🤖 AI Summary
This work addresses the limitation of conventional robot evaluation metrics that rely predominantly on binary success rates, which fail to capture fine-grained aspects such as progress, efficiency, and stability during task execution. To overcome this, the authors propose the PRM-as-a-Judge paradigm, introducing a novel dense evaluation framework grounded in potential functions. This framework leverages a Process Reward Model (PRM) to directly assess policy quality from trajectory videos and establishes the OPD metric suite to quantify task-aligned progress potential. The approach satisfies two key axiomatic properties—macroscopic consistency and microscopic resolution—enabling fine-grained auditing of robotic behaviors. Experiments on the RoboPulse diagnostic benchmark demonstrate that PRM substantially outperforms similarity-based metrics and general-purpose large models, effectively uncovering latent failure modes in state-of-the-art policies during long-horizon tasks.
📝 Abstract
Current robotic evaluation is still largely dominated by binary success rates, which collapse rich execution processes into a single outcome and obscure critical qualities such as progress, efficiency, and stability. To address this limitation, we propose PRM-as-a-Judge, a dense evaluation paradigm that leverages Process Reward Models (PRMs) to audit policy execution directly from trajectory videos by estimating task progress from observation sequences.
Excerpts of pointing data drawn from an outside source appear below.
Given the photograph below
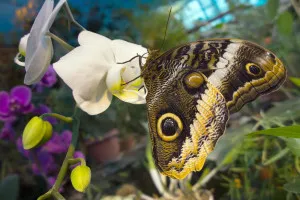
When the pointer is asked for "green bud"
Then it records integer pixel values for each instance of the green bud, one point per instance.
(36, 133)
(81, 177)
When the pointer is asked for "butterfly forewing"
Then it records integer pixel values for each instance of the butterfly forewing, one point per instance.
(191, 89)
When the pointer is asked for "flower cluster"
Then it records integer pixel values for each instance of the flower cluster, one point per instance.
(15, 103)
(98, 69)
(95, 71)
(43, 158)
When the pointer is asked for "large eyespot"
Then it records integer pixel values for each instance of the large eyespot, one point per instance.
(253, 69)
(169, 127)
(193, 80)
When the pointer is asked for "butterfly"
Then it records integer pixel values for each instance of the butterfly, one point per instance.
(193, 88)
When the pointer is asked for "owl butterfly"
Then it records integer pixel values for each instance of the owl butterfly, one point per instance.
(191, 91)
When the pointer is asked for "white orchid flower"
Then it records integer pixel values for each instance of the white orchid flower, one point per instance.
(22, 50)
(38, 44)
(92, 71)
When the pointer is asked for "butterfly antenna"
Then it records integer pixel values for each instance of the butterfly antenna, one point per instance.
(166, 29)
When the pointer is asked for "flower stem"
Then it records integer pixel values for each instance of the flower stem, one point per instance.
(58, 116)
(64, 168)
(276, 157)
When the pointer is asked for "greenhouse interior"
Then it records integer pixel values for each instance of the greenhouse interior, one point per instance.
(150, 99)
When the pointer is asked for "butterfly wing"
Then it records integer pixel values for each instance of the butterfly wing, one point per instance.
(188, 114)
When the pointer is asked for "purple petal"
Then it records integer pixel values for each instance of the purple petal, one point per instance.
(66, 138)
(51, 180)
(27, 109)
(4, 103)
(41, 109)
(78, 154)
(7, 118)
(7, 132)
(22, 94)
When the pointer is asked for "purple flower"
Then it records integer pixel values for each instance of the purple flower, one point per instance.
(48, 80)
(51, 180)
(17, 102)
(7, 132)
(46, 163)
(58, 143)
(78, 154)
(41, 109)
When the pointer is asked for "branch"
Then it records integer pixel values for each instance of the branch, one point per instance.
(196, 28)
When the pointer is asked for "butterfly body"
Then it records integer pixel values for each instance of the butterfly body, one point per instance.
(191, 91)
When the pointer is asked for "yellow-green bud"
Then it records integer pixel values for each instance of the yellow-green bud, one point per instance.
(81, 177)
(36, 133)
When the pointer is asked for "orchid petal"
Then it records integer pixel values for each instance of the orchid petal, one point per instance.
(22, 94)
(90, 38)
(35, 33)
(37, 66)
(83, 70)
(132, 71)
(114, 79)
(124, 51)
(52, 16)
(4, 103)
(95, 105)
(23, 44)
(17, 61)
(39, 49)
(132, 96)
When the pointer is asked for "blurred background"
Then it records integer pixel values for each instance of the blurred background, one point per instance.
(115, 142)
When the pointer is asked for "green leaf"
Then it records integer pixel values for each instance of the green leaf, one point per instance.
(295, 80)
(285, 23)
(272, 7)
(294, 145)
(227, 148)
(293, 186)
(9, 188)
(287, 131)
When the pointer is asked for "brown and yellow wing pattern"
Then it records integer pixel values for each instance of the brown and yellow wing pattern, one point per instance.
(191, 90)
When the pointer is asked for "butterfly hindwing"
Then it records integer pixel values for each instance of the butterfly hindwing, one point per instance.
(191, 90)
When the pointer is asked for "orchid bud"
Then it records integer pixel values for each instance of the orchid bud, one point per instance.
(36, 133)
(81, 177)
Central to this paradigm is the OPD (Outcome-Process-Diagnosis) metric system, which explicitly formalizes execution quality via a task-aligned progress potential. We characterize dense robotic evaluation through two axiomatic properties: macro-consistency, which requires additive and path-consistent aggregation, and micro-resolution, which requires sensitivity to fine-grained physical evolution. Under this formulation, potential-based PRM judges provide a natural instantiation of dense evaluation, with macro-consistency following directly from the induced scalar potential. We empirically validate the micro-resolution property using RoboPulse, a diagnostic benchmark specifically designed for probing micro-scale progress discrimination, where several trajectory-trained PRM judges outperform discriminative similarity-based methods and general-purpose foundation-model judges. Finally, leveraging PRM-as-a-Judge and the OPD metric system, we conduct a structured audit of mainstream policy paradigms across long-horizon tasks, revealing behavioral signatures and failure modes that are invisible to outcome-only metrics.